Frey erzaehlte, dass seine Vorfahren im 18. Jahrhundert aus der Gegend
von Oldenburg kamen. Er spricht aber kein Deutsch mehr. Er beschaeftigt
300 Arbeiter, die den gesamten Prozess vom stehenden Baum zum fertigen
getrockneten Schnittholz verarbeiten. Derzeit werden die bis zu 2
m dicken Staemme nach Pucallpa teilweise ueber die Fluesse und teilweise
ueber abenteuerliche lehmige Strassen herangeschafft und von einer
Bandsaege mit Spannwagentechnik aufgesaegt. Die Serra steht derzeit
knapp 100 km im Urwald.

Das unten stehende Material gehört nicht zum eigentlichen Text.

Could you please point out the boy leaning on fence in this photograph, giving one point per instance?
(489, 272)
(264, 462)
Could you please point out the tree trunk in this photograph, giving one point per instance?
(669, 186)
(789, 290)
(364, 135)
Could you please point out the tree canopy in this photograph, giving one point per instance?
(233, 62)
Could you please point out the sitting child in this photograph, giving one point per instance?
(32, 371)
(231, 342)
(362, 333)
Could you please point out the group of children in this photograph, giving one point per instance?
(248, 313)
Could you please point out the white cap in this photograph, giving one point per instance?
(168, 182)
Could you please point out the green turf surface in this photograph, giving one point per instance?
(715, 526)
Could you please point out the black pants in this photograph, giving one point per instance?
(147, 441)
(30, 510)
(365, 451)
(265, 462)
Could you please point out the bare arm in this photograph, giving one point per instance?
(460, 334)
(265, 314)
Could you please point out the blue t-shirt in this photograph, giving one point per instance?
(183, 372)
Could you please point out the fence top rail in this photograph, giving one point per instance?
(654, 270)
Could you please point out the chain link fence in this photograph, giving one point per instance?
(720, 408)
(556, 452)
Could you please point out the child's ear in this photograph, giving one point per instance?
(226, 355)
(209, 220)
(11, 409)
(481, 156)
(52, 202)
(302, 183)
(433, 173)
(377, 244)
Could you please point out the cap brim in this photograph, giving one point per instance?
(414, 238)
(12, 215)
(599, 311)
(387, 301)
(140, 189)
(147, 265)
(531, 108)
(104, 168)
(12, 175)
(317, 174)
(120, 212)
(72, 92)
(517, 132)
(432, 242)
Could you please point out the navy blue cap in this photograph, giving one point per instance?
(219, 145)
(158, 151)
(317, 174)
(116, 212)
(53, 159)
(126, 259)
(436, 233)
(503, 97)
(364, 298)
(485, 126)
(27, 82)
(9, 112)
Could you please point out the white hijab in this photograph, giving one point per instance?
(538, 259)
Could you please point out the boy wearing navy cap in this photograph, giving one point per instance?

Die neue Idee ist, Staemme vor Ort zu schneiden,
denn dann bleibt das ganze Abfallholz zurueck, kann im Wald verrotten
und es wird erheblich Transportgewicht eingespart. Die Saege soll
dann 400 km weiter, denn nahe der brasilianischen Grenze hat Frey
eine Einschlagkonzession von 81 000 ha auf 40 Jahre vom Staat bekommen.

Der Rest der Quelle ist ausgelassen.